Le taux de réponse était respectivement de 70 et 52%.
 

Demande d’AMM d’ici fin 2018

« La sécurité et de la tolérance rapportées dans cette étude pour ce traitement suggèrent un rapport bénéfice-risque positif », soulignent les auteurs. « Si la molécule est approuvée par la FDA, ce serait l’une des premières approches thérapeutiques validées contre la dépression résistante en 50 ans », a souligné le laboratoire dans un communiqué.

L’un des représentants de Janssen a indiqué que le laboratoire prévoit de déposer une demande d’autorisation de mise sur le marché aux Etats-Unis et en Europe d’ici la fin de l’année. D’autres résultats à plus long terme seront également présentés lors du prochain congrès de l’Américain Society of Clinical Psychopharmacology.

 
La sécurité et de la tolérance rapportées dans cette étude pour ce traitement suggèrent un rapport bénéfice-risque positif  Les auteurs
 

Invité à commenter l’étude, le Dr Philip Muskin (Columbia University Medical Center, New York, Etats-Unis), membre du comité de l’APA, s’est montré enthousiaste. « C’est une nouvelle approche intéressante pour traiter des patients difficiles. Non seulement il y a une réponse au traitement, mais elle se maintient dans le temps ».

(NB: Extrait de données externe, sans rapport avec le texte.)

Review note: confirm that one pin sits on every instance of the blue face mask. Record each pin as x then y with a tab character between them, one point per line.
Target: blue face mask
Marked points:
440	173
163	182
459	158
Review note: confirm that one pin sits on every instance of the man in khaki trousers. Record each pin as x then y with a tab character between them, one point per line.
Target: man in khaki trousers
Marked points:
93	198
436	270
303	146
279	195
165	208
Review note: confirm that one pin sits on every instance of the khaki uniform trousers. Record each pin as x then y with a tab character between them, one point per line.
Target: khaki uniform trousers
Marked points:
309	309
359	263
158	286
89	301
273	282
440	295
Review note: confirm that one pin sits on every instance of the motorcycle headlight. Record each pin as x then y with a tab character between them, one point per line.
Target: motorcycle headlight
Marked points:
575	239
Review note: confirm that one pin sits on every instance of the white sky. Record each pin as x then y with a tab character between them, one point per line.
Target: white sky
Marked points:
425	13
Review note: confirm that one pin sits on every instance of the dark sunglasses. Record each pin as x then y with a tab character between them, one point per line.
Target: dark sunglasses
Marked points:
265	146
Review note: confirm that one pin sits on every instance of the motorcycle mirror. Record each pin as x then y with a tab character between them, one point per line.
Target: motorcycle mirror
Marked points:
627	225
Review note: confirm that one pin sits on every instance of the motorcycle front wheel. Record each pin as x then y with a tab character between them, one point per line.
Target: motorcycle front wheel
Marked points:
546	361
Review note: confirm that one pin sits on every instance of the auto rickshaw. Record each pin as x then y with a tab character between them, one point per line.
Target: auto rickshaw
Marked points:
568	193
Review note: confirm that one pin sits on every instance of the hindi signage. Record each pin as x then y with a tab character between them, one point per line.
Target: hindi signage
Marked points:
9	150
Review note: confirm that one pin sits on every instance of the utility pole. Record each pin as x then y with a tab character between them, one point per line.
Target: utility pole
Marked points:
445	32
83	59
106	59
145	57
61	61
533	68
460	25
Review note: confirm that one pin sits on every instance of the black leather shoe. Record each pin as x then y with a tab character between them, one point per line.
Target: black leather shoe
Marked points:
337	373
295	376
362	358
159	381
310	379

Si la kétamine par voie intraveineuse s’est révélée efficace, « elle reste une molécule psychoactive avec ses effets secondaires, dont la réponse n’est pas toujours persistante », a ajouté le psychiatre. « Avec cet isomère de la kétamine administrable par spray nasal, on ne retrouve pas, semble-t-il, de symptômes psychotiques, comme la psychose ou les symptômes dissociatifs ».

Selon lui, « obtenir une différence de 4 points dans la baisse du score de MADRS serait déjà un résultat très satisfaisant pour n’importe quel patient dépressif. Il l’est encore plus chez des patients souffrant de dépression résistante. D’autant plus que les effets indésirables, qui restent minimes, sont temporaires, contrairement à ceux associés aux autres antidépresseurs. »

Il reste désormais à définir la place de ce traitement, savoir notamment s’il peut être utilisé en première ligne ou après un certain nombre d’échec avec des antidépresseurs standards. D’autres recherches doivent aussi être menées, estime le Dr Muskin, en constituant une cohorte plus importante, pour affiner notamment le dosage et connaitre les effets à plus long terme.

Obtenir une différence de 4 points dans la baisse du score de MADRS serait déjà un résultat très satisfaisant pour n’importe quel patient dépressif. Il l’est encore plus chez des patients souffrant de dépression résistante.

 

 

L’étude a été financée par Janssen Research & Development, où exerce le Dr Popova.

 

Le Dr Philip Muskin n’a pas déclaré de conflits d’intérêt en lien avec le sujet.